There is still plenty of life in Jacob. He screams that he will never let Bruce go. I say that this is the only way he will ever find his way back. Otherwise I will leave him here. He says people will find him. I say maybe they will, maybe they won’t. He is still too young to know he is right. He can stumble over his beliefs. I watch him in all his squirming youthfulness do what I tell him to do, open the cage. The fucking dog is still sitting there.

I pull out Dad’s gun. I fire two shots into the ground. Bruce takes off.

Jacob cries out. His face is swollen. “My chest,” he says, pointing to it. He is an at-risk patient. His bony chest is familiar to me. I have taken him to the family doctor on multiple occasions and most recently for an upper respiratory tract infection. He wheezes at night not too different from Bruce’s wheezing. Bruce is gone. We are at least a good ten miles from the nearest hospital. I watch his chest, his face, his eyes, their bright pristine ignorance. His lungs, however, are dark and will no longer support him.

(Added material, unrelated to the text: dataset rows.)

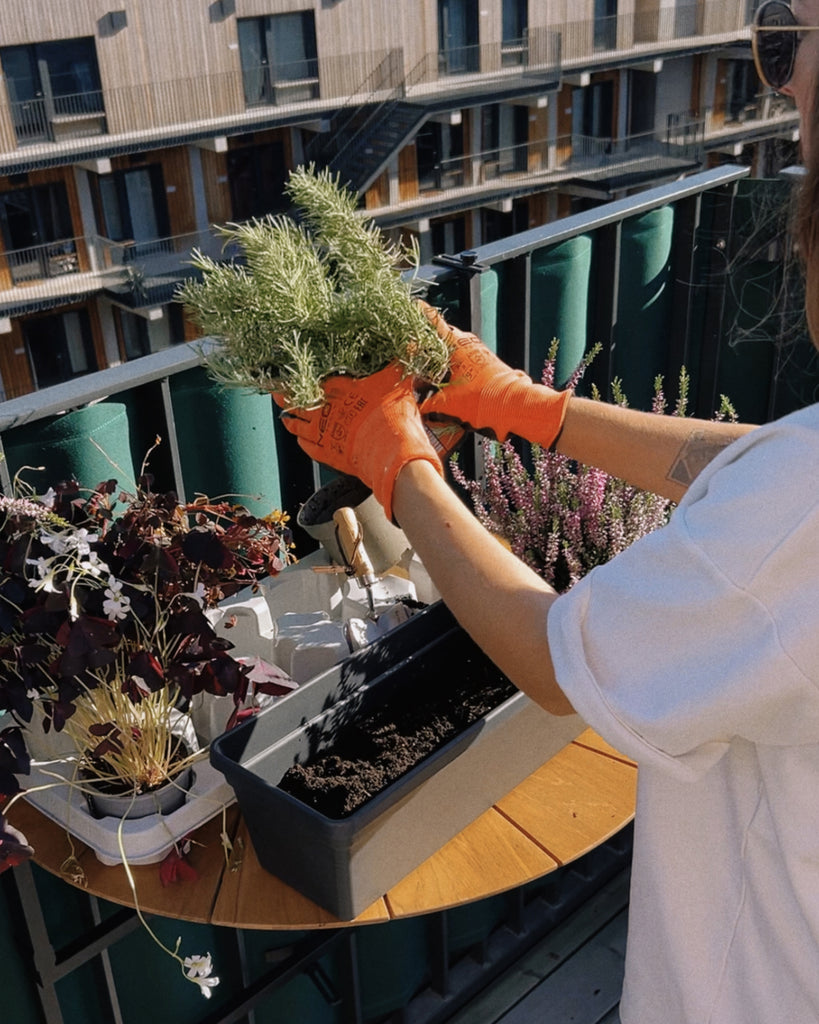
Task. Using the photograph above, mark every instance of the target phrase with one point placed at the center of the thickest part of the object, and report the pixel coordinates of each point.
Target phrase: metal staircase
(381, 117)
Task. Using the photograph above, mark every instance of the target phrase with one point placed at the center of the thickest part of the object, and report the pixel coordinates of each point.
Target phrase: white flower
(198, 966)
(47, 574)
(58, 543)
(117, 604)
(48, 499)
(81, 540)
(206, 984)
(198, 969)
(94, 564)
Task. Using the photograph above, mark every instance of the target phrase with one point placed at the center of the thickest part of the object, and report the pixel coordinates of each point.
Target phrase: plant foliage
(311, 297)
(559, 516)
(103, 616)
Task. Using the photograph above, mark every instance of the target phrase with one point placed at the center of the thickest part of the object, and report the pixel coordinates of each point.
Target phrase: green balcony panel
(226, 442)
(560, 278)
(747, 349)
(17, 992)
(644, 303)
(152, 987)
(91, 443)
(393, 963)
(489, 288)
(310, 996)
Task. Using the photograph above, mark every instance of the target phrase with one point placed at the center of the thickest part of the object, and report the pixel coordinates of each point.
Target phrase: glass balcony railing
(90, 263)
(52, 118)
(233, 98)
(583, 280)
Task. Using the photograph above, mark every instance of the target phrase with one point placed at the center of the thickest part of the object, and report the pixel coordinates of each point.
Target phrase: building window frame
(59, 346)
(514, 32)
(279, 57)
(51, 83)
(37, 231)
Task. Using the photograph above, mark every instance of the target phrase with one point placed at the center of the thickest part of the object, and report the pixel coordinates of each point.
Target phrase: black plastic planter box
(345, 864)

I watch him die. I put his body in the car and we drive to the hospital and I make a strong case for how there wasn’t enough time and how I can’t believe this has happened when we were just having a walk in the woods for a little bonding time. Then I say the crucial thing. I am responsible for everything. They tell me, it’s not your fault, son. You did everything you could. He wasn’t taking his medications. They do not say this little life could have been going places, this is a tragedy. They are doctors and they are very calm. They can look me straight in the face as I lie to them and I am happy to lie to the liars who couldn’t save Mom.

They are like white walls around a dead boy, architecture that I am ready to leave behind.